Vins français et labels véganes : révolution éthique ou simple coup de com’ ?

16 septembre 2025

Dans l’inconscient collectif, le vin français, c’est d’abord une histoire, un terroir, une tradition séculaire souvent vêtue d’une aura presque mystique. Mais derrière l’élégance des flacons, les méthodes de production varient beaucoup plus qu’on ne le pense — surtout quand il s’agit de clarification et de collage. Et là, pas de magie : œufs, poissons, lait ou gélatine sont fréquemment appelés à la rescousse, même chez les vignerons les plus respectés. C’est précisément à cette croisée des chemins entre tradition et attentes actuelles qu’apparaît le fameux label végane.

Depuis 2018, le marché des vins étiquetés véganes connaît une croissance exponentielle, notamment en France, où, selon IWSR Drinks Market Analysis (2023), la demande de vins éthiques représente près de 12% de la croissance du marché global du vin tranquille. Mais faut-il prendre ces labels au sérieux ou s'agit-il d’un simple argument marketing visant à séduire une clientèle en quête de sens ?

Avant de se pencher sur les labels, un rappel s’impose : tous les vins issus de raisins ne sont pas forcément végétaliens. Le processus de collage, destiné à clarifier le vin, s’effectue traditionnellement à l’aide de blancs d’œufs, de caséine (protéine lait), d’ichtyocolle (issu de la vessie de poisson), ou de gélatine de porc ou de bœuf.

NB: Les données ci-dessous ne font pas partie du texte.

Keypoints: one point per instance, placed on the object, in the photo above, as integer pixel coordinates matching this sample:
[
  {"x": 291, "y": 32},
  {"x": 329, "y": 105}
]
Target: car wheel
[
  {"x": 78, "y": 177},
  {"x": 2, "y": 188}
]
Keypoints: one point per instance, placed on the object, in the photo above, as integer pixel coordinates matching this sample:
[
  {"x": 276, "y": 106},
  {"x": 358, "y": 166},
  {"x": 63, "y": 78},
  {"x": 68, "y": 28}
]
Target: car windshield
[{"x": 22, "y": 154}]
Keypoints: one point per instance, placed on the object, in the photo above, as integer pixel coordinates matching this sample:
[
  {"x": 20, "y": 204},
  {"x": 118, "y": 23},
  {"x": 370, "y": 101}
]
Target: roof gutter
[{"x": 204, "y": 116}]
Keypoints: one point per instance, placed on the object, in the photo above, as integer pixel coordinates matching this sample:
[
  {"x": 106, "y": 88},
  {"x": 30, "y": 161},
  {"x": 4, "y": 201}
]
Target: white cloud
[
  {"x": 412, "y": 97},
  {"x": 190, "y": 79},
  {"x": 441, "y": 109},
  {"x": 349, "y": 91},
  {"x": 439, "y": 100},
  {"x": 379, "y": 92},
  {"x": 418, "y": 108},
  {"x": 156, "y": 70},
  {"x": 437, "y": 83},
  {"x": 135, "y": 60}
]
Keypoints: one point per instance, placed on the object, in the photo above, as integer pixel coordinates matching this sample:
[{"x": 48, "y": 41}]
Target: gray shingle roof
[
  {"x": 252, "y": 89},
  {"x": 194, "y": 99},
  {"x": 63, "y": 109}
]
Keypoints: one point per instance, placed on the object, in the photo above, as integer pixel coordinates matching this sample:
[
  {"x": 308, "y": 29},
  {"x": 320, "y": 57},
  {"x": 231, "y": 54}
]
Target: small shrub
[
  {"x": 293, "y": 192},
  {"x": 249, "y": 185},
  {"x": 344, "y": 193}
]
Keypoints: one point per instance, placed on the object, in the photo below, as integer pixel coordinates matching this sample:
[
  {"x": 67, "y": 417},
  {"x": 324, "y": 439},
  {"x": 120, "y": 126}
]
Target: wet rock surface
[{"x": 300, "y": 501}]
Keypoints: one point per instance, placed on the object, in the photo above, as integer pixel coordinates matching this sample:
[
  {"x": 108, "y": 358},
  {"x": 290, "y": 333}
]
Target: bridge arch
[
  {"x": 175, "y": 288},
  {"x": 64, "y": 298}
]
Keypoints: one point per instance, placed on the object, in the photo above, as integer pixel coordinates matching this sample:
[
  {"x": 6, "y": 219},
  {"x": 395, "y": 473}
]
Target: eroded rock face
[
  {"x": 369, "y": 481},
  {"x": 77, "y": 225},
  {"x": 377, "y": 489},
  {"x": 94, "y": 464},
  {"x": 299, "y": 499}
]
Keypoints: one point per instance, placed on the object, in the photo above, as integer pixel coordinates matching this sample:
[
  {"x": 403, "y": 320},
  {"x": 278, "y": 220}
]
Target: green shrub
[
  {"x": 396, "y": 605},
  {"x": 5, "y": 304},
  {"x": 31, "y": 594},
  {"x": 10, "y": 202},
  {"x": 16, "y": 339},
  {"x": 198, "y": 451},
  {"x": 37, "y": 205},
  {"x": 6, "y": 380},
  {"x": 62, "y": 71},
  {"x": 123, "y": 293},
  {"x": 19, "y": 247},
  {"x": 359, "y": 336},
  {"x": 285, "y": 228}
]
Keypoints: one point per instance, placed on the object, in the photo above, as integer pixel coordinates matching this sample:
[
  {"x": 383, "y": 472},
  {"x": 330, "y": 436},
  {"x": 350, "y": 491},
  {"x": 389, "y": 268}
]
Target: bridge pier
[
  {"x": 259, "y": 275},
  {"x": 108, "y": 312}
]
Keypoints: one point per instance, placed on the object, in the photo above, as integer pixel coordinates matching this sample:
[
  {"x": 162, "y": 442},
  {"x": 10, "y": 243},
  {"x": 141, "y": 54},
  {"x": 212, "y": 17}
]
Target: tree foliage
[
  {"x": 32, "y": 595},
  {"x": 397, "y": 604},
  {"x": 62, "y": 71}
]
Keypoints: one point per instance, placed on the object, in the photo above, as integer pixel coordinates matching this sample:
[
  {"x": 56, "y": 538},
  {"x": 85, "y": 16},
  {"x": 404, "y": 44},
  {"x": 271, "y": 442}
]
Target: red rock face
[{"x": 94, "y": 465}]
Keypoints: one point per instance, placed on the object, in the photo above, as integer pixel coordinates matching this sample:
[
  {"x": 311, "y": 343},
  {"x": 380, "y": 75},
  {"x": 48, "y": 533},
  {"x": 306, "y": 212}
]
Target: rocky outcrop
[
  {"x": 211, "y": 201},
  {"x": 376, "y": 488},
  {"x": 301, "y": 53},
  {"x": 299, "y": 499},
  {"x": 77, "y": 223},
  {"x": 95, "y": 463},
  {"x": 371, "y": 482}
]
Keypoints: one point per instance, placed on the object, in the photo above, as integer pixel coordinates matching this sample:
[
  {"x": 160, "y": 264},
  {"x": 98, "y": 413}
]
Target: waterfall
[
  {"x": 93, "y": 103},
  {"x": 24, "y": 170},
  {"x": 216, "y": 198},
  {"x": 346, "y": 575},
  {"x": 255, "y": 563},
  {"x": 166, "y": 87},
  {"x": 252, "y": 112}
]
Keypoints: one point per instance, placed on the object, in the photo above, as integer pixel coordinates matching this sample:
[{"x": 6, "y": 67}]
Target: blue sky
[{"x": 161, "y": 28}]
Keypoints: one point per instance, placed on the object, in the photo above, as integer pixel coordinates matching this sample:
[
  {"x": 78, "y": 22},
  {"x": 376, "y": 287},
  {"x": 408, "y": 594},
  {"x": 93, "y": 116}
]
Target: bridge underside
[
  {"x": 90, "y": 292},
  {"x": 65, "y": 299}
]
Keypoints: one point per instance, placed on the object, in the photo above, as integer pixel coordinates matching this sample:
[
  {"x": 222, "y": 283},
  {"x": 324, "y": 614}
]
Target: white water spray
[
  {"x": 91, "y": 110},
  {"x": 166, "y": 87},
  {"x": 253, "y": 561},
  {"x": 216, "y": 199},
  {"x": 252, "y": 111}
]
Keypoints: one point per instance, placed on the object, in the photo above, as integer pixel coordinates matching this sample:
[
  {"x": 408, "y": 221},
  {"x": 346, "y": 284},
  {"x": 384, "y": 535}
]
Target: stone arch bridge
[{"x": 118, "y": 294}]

Or, ces produits se retrouvent, à des traces, dans le flacon final.

Pour être qualifié de « végan », un vin doit respecter deux critères essentiels :

  • Exclure absolument tout matériau d'origine animale (y compris colles, graisses, agents de filtration, etc.) à toutes les étapes de la vinification.
  • Garantir une traçabilité sur ces pratiques auprès de l’ensemble de la filière, des cépages à l’embouteillage en passant par l’étiquetage.

En France, la question de la certification végane se pose d’autant plus que le terme « vin végan » n’est pas encadré par une législation nationale ou européenne, contrairement au label Bio, par exemple.

À partir de 2017, sous la houlette de la Vegan Society (Royaume-Uni) puis de l’European Vegetarian Union (label V-Label), les labels véganes pour le vin se développent en Europe, dont la France. Le label EVE Vegan (Expertise Vegan Europe), basé à Paris, est aujourd’hui le référentiel privé le plus visible parmi les vignerons français.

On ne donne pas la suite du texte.